Polidamente, em seu relatório final, os técnicos do TCU registraram a ausência de critérios objetivos, justificativa razoável ou motivação clara para a aquisição de camarão, caviar (isto mesmo!), picanha e bebidas alcoólicas.

“Além de não servir à finalidade a que se destina, a contratação desse tipo de insumo fere o princípio da moralidade previsto no art. 37 da Constituição Federal de 1988, o qual está diretamente relacionado à integridade nas compras públicas”, diz o relatório.

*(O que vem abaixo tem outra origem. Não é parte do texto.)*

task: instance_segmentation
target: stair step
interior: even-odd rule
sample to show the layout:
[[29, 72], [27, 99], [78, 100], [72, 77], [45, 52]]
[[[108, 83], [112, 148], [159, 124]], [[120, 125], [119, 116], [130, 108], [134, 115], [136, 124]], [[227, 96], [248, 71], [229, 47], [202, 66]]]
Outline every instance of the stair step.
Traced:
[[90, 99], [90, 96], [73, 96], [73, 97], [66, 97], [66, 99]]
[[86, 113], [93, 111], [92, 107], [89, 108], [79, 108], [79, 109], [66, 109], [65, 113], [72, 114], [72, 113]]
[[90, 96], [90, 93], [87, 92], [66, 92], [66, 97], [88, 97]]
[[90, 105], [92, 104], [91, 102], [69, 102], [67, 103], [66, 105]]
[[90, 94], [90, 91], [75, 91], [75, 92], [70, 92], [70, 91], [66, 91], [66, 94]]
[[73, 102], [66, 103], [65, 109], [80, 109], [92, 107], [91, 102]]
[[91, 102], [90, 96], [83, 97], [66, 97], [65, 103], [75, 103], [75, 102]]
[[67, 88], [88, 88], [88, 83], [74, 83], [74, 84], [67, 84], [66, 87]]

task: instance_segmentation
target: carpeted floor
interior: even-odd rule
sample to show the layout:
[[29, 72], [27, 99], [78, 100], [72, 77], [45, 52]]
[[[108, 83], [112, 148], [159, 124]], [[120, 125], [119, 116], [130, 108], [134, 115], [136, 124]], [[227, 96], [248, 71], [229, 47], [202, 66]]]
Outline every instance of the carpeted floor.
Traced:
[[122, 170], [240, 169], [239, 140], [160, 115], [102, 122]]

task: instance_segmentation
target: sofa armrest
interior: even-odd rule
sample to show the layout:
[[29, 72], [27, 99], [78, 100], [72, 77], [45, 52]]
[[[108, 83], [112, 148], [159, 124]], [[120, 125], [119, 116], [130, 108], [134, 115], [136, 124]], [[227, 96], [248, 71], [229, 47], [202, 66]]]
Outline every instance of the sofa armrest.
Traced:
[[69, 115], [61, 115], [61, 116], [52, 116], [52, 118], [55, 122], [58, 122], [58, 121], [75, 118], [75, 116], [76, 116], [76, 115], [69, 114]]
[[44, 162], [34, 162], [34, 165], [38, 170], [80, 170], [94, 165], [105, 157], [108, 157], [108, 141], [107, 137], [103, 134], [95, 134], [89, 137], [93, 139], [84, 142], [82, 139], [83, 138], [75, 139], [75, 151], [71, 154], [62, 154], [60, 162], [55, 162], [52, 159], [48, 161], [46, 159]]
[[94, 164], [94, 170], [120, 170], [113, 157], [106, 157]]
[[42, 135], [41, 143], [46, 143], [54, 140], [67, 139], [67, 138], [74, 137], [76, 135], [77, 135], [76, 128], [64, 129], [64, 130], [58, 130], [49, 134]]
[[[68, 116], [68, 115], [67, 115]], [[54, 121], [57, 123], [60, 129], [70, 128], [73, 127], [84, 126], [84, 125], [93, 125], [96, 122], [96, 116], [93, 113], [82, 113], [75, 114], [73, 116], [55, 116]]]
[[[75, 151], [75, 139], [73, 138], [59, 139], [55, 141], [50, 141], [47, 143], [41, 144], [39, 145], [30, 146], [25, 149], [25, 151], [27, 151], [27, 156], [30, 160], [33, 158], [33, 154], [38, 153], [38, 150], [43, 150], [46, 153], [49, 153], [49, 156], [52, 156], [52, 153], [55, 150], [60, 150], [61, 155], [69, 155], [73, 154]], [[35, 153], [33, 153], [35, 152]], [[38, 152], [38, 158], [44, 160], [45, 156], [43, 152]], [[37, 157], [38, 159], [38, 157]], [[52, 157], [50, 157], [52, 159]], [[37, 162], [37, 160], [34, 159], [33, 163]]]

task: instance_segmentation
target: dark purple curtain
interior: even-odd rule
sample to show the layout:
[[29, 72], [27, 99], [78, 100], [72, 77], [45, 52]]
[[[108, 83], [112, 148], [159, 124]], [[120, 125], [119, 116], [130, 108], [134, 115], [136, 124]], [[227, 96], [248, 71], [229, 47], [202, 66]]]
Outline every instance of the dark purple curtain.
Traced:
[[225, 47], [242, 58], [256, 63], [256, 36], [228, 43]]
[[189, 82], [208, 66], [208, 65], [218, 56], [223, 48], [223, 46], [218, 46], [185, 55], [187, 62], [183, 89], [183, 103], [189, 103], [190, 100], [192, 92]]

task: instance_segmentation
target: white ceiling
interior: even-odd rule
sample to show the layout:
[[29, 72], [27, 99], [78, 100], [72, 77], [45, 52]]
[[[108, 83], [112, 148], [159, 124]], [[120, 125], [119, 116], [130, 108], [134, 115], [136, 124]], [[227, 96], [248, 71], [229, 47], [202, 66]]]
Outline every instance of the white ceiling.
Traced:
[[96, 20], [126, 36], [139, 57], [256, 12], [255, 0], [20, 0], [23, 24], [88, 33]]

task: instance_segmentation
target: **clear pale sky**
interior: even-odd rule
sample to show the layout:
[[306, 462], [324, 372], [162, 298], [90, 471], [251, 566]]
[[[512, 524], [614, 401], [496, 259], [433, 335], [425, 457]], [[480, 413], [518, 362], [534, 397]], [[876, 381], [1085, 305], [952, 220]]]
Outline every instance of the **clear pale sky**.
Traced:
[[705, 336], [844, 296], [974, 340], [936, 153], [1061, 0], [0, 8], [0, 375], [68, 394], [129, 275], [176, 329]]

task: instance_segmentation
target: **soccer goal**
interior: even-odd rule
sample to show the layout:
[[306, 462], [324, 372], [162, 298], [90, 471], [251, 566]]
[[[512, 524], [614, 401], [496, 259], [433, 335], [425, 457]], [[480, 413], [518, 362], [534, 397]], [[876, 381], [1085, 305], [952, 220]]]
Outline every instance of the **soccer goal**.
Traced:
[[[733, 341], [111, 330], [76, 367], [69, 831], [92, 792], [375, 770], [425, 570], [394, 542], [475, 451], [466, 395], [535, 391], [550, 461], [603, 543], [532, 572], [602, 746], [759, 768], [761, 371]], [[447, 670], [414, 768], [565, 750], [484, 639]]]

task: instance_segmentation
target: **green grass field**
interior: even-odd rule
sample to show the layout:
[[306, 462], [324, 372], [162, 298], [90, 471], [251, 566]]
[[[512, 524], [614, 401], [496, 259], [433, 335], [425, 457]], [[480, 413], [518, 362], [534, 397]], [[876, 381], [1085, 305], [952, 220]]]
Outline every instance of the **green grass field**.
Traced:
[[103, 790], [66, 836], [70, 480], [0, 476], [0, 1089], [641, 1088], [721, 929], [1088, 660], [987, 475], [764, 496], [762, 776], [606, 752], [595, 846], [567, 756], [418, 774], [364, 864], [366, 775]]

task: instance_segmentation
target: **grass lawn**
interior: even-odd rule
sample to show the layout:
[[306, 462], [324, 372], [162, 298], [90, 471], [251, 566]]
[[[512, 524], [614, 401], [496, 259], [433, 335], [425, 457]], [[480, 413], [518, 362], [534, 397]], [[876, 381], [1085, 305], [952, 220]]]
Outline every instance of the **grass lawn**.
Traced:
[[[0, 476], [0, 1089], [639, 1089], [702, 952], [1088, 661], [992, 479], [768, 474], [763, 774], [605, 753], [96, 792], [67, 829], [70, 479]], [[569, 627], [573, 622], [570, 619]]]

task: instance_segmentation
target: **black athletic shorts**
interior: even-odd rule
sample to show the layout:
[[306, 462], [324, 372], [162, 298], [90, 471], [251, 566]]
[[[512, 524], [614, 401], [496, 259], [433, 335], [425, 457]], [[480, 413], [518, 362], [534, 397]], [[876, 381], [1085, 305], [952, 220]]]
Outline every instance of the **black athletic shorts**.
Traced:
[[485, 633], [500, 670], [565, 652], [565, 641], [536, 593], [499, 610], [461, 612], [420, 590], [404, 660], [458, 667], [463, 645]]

Não fosse cômico, seria trágico. Só que é cômico e trágico ao mesmo tempo.

Resposta
Em nota, a assessoria de imprensa do Ministério da Defesa disse apenas que atuou no enfrentamento da pandemia. “(…) foram empregados cerca de 34 mil militares em todo o território nacional em atividades como desinfecção de locais públicos; distribuição e aplicação de vacinas; campanhas de doação de sangue; entrega de kits de alimentação e de higiene; transporte de pacientes, oxigênio e de itens de saúde”, afirmou a nota publicada pela Folha. 34 mil militares muito bem alimentos – faltou dizer. Duro acreditar que o salmão e o caviar tenham ido para todos. “Por fim – argumenta a nota -, cabe destacar que os questionamentos solicitados estão baseados em relatório preliminar, que ainda será apreciado por ministros do Tribunal de Contas da União, no qual esta pasta já apresentou os devidos esclarecimentos.”

Fome é fome
Segundo o IBGE, 55% da população brasileira, quando acorda pela manhã não sabe se vai comer durante o dia. Destes, 10% não conseguiram comer o suficiente para se manter em pé. São 19 milhões de brasileiros em situação de fome no País, de acordo com dados de 2020 da Rede Brasileira de Pesquisa em Soberania e Segurança Alimentar e Nutricional (Penssan). A comparação com 2018 (10,3 milhões) revela que são nove milhões de pessoas a mais nessa condição.

Política de Estado
Lembrem-se os desmemoriados que, quando assumiu, Bolsonaro extinguiu o Conselho Nacional de Segurança Alimentar e Nutricional (Consea), que tinha a atribuição de propor ao governo federal as diretrizes e prioridades da política de segurança alimentar e nutricional. Sabe como é: cálculo político sempre prevalece sobre políticas de Estado.